Vladimir Poutine, l’homme le plus dangereux du monde

Vladimir Poutine a lancé ses troupes sur l’Ukraine et a imposé à l’Occident le défi le plus important de ce début de XXIème siècle. Rémus a engagé le combat face à Romulus. L’invasion de l’Ukraine représente un choc stratégique majeur, aux portes de l’Union européenne. Une bataille fondamentale fait rage, pour l’avenir de la gouvernance mondiale et le destin du monde. La colère de Némésis peut dépasser tous les acteurs et les entraîner, dans un mouvement furieux, vers l’Apocalypse nucléaire. Le danger est immédiat et immense. Romulus devra vaincre Rémus, au terme d’un combat féroce et impitoyable, mêlant les offensives hybrides et le maniement du hard power. Jamais au XXIème siècle, l’humanité n’avait fait face à une menace aussi puissante. Les attentats du 11 septembre 2001 ont représenté un impact considérable, mais depuis qu’il a brandi la puissance nucléaire de son pays, le 27 février 2022, en annonçant la mise en alerte des « forces de dissuasion de l’Armée russe », Vladimir Poutine est devenu bien plus menaçant que ne l’a jamais été Oussama Ben Laden. Vladimir Poutine est désormais l’homme le plus dangereux du monde et l’un des hommes les plus dangereux de l’Histoire. L’engagement d’une attaque thermonucléaire aboutirait à une destruction réciproque de tous les acteurs. L’arsenal nucléaire russe pourrait être activé en premier et détruire les États-Unis et tous les États membres de l’OTAN. Les sous-marins américains, français et britanniques suivraient le protocole établi et lanceraient leurs missiles sur la Russie qui serait rayée de la carte. Les pertes humaines seraient colossales et les environnements complètement dévastés et irradiés.

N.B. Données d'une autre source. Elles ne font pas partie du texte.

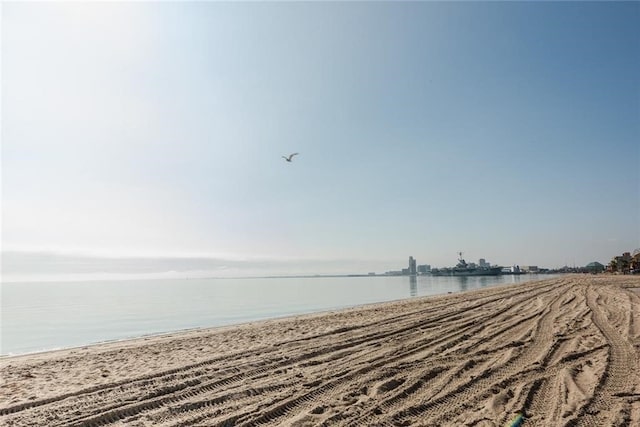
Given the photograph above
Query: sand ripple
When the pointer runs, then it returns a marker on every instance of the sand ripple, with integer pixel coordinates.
(563, 352)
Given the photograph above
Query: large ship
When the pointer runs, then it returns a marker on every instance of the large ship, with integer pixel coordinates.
(464, 269)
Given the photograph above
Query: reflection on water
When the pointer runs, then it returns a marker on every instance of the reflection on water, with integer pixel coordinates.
(41, 316)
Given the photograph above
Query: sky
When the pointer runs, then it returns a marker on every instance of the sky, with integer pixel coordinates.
(150, 134)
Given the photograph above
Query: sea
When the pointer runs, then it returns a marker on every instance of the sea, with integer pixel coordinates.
(42, 316)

L’invasion de l’Ukraine, une déclaration de guerre à La Fin de l’Histoire

L’avenir de la civilisation humaine, se décidera dans cette lutte résolue entre deux jumeaux que tout oppose. D’un côté la Russie, empire déchu et traumatisé. De l’autre, la puissance occidentale, résiliente et transformée, toujours prédominante dans les Relations internationales. L’espoir des Occidentaux des années 1990, celui d’un avènement définitif et fulgurant d’une Fin de l’Histoire, théorisée par Francis Fukuyama, d’une propagation irrésistible du modèle occidental, est définitivement brisé. Romulus devra encore mener d’autres combats, avant de fonder Rome et d’engager la planète vers un futur pacifié et consacré au génie humain. Vladimir Poutine est un adversaire déterminé de la Fin de l’Histoire. Ce despote incarne un pouvoir autoritaire, qui puise sa légitimité dans les opérations et les conquêtes militaires. La dictature et la guerre, l’antagonique de la Fin de l’Histoire, sa genèse violente et sauvage, qui atteindra le paroxysme de deux guerres mondiales, au XXème siècle. Vladimir Poutine frappe au cœur du projet occidental, en portant la guerre aux frontières de l’Union européenne, qui est perçue depuis la fin de la Seconde Guerre mondiale, comme un modèle de paix et de construction politique supranationale. Désormais l’Union n’est plus cette réalité isolée des tourments du monde, elle est devenue avec l’OTAN, le rempart qui fait face à l’offensive armée d’un autocrate impitoyable. La Russie de Vladimir Poutine suit l’évolution de la Corée du Nord : un régime autoritaire enfermé sur lui-même, une économie en autarcie et l’affirmation d’une capacité nucléaire, afin de maintenir ses rivaux à distance.

Combattre l’ennemi dans ses plans

Le 12 novembre 2021, dans un article présentant le projet de Boussole stratégique, le Haut Représentant de l’Union pour les Affaires étrangères et la Politique de sécurité, Josep Borrell, avait émis un avertissement très direct, avant même que les hostilités guerrières ne soient enclenchées en Ukraine :

« Notre analyse des menaces globales montre clairement que l’Europe est en danger. L’UE risque ce que j’ai appelé un "rétrécissement stratégique" ».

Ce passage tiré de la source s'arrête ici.